Krcma was referring to an incident in 1988 when Hochstatter was arrested for picketing outside an abortion clinic in Spokane. The future state senator served three days in the Spokane County Jail. 


“Over the years, when he ran for the legislature, one of the things his opponent kept saying was, ‘Do you want a jailbird for your legislator?’” Paula Hochstatter said. “I want you to know we’ve been blessed with five wonderful children. I love my jailbird.” 


“When I was 8 years old, I was at school, and I had some friends of mine come up to me, and they said, ‘You're weird and different.’ And I'm like, ‘You're a jerk,’” Holland said. “'Why would you say that?’ They said ‘You’re the wrong color. Your whole family’s white and you’re not.’ So, I looked at my hand and thought, you know what? They ain’t lying.” 


That night, his mother explained that he had been adopted at an early age. Years later, Holland was able to piece together the circumstances. 


He was born to a mentally challenged teenager as the result of a sexual assault, he said. Under heavy pressure from the staff at the state home where she lived to abort him, she ran away and lived on the street in a cardboard box until she gave birth. He was turned over to the family who later adopted him. 


At the age of 28, with a wife and children of his own, he sought out his birth family. His birth mother was still alive and living in a state facility, and their meeting was captured on a video Holland shared with the audience. 
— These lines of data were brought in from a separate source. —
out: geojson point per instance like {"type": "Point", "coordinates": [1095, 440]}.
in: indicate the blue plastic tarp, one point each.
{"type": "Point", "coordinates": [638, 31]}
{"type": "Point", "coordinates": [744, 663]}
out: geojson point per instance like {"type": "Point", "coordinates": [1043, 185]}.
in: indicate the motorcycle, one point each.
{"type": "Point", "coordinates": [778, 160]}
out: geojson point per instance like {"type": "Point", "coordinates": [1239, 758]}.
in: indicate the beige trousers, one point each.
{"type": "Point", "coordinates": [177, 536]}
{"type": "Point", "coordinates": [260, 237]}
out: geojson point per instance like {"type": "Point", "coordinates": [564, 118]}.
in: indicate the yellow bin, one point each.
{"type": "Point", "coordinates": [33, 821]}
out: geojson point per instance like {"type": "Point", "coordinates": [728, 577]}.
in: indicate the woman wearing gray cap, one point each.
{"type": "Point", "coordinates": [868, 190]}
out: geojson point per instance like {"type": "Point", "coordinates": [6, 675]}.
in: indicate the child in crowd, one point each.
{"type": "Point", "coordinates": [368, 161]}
“What I want you to understand is, she had worth,” he said. “She had value. Even though the world would say she’s just taking up space and tax dollars … She deserved to have a place like Crossroads. She didn’t have one day of prenatal care … She carried me homeless. And when all the world was saying the circumstances in which I was conceived devalued me, she acted alone. She only had an 11-year-old mental capacity, but she knew innately that her baby was worth fighting for … So I’m going to ask you: Is life worth fighting for?” 


“When we come together, we can do miracles,” Holland concluded. “We can change things.” 


    Our Lady of Fatima Catholic Church Deacon Mark Krcma adjusts the microphone for Paula Hochstatter, who accepted an award on behalf of her husband Harold at the Crossroads Resource Center banquet Saturday.
 
 
    Caitlin Graves, left, chats with Micah Hoiland while she feeds 6-month-old Josie at the Crossroads Resource Center banquet Saturday.
 
 
    Attendees at the Crossroads Resource Center bajnquet help themselves to mashed potatoes and veggies, part of the prime rib dinner catered by Top Gun Concessions & Catering Saturday.